Sarà il card. Angelo Amato, prefetto della Congregazione per le Cause dei santi, a presiedere sabato 26 maggio a Piacenza la concelebrazione eucaristica per la beatificazione della serva di Dio Leonella Sgorbati, martire e religiosa dell’Istituto delle Missionarie della Consolata. Il rito sarà celebrato dalle 11 nella cattedrale di Piacenza, alla presenza del vescovo diocesano, mons. Gianni Ambrosio, dell’arcivescovo di Nairobi, card. John Njue, dell’arcivescovo di Milano, mons. Mario Delpini, del vescovo di Gibuti e amministratore apostolico di Mogadiscio, mons. Giorgio Bertin, insieme ad altri arcivescovi e vescovi provenienti dall’Italia e dall’Africa.
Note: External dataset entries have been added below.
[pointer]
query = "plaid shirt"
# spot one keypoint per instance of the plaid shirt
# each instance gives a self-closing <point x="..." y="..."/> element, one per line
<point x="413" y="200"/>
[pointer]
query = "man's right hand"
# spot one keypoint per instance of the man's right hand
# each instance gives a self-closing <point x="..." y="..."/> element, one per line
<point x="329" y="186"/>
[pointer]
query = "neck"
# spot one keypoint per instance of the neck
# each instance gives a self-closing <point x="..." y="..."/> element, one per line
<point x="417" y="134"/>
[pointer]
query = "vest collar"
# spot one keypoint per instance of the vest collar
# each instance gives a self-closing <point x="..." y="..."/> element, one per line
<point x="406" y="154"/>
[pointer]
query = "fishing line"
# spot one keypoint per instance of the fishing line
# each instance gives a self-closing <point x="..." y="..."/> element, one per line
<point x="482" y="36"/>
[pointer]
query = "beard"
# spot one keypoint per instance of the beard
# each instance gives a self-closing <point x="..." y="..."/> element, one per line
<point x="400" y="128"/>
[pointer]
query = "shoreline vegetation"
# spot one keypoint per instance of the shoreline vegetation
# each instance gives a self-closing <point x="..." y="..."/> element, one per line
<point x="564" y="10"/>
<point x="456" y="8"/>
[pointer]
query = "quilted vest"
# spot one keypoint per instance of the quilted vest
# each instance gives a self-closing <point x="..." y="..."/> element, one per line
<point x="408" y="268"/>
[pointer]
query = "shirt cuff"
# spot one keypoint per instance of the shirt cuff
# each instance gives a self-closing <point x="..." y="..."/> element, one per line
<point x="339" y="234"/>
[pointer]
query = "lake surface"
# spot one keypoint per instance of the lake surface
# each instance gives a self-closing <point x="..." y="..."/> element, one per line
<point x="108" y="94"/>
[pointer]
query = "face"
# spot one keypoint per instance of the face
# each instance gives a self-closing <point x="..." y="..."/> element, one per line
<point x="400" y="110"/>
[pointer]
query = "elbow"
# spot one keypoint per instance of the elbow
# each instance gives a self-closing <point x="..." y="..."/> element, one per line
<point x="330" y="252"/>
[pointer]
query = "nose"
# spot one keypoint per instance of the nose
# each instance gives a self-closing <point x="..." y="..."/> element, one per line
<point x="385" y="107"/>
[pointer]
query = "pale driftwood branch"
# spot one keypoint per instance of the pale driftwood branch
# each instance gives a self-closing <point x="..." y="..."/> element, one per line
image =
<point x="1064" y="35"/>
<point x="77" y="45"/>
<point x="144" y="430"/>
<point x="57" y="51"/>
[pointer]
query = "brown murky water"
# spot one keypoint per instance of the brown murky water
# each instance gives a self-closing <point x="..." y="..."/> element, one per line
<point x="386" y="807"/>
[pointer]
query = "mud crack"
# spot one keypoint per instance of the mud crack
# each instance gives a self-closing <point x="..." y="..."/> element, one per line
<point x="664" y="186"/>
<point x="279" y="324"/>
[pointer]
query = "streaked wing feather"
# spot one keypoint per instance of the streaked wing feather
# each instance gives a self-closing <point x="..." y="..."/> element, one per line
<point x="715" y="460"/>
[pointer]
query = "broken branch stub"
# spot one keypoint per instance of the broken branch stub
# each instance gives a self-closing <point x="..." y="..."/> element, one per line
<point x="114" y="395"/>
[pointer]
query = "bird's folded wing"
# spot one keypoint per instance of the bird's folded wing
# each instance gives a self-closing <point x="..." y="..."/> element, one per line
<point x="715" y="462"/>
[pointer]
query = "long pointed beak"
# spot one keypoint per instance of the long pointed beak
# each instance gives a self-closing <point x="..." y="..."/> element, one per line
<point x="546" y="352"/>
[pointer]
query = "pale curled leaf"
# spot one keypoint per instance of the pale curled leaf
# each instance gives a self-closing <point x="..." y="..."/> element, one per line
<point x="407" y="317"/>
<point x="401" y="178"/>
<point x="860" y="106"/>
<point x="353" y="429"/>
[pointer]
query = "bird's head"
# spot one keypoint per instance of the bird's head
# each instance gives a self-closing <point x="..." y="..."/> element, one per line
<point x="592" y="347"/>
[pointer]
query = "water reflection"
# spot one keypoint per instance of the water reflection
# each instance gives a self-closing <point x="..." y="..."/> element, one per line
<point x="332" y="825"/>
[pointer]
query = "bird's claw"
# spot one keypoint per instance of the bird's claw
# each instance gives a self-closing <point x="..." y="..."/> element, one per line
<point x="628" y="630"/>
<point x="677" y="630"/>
Suor Leonella, al secolo Rosa Sgorbati, nacque il 9 dicembre 1940 a Rezzanello di Gazzola (Pc), ultima di tre figli. Il 5 maggio 1963 fece il suo ingresso nell’Istituto delle Suore missionarie della Consolata. Nello stesso anno iniziò il postulato, cui seguì il noviziato a Nepi (Vt). Il 22 novembre 1965 emise la prima professione religiosa. In seguito fu destinata in Inghilterra per intraprendere gli studi infermieristici. Nel 1970, conclusi gli studi, fu inviata in Kenya e il 19 novembre del 1972 emise la professione perpetua. Nel 1993, suor Leonella fu scelta dalle sorelle del Kenya per guidare la Regione, come superiora, per due periodi consecutivi. Poi l’impegno in Somalia, negli anni della guerra civile. Accusata di convertire al cristianesimo i giovani, in un Paese dove non era permessa l’evangelizzazione, il 17 settembre 2006 a Mogadiscio sette proiettili la raggiunsero non lontano dalla casa delle suore e dall’ospedale pediatrico, dove fu portata nel tentativo di salvarle la vita. Il profilo bibliografico diffuso dalla diocesi si conclude con questa frase: “La sintesi migliore della vita di suor Leonella l’ha fatta il Santo Padre Benedetto XVI nella preghiera dell’Angelus, in Castel Gandolfo, il 24 di settembre 2006: ‘Questa suora, che serviva i poveri e i piccoli in Somalia, è morta pronunciando la parola ‘Perdono’: ‘ecco la più autentica testimonianza cristiana, segno pacifico di contraddizione che dimostra la vittoria dell’amore sull’odio e sul male’”.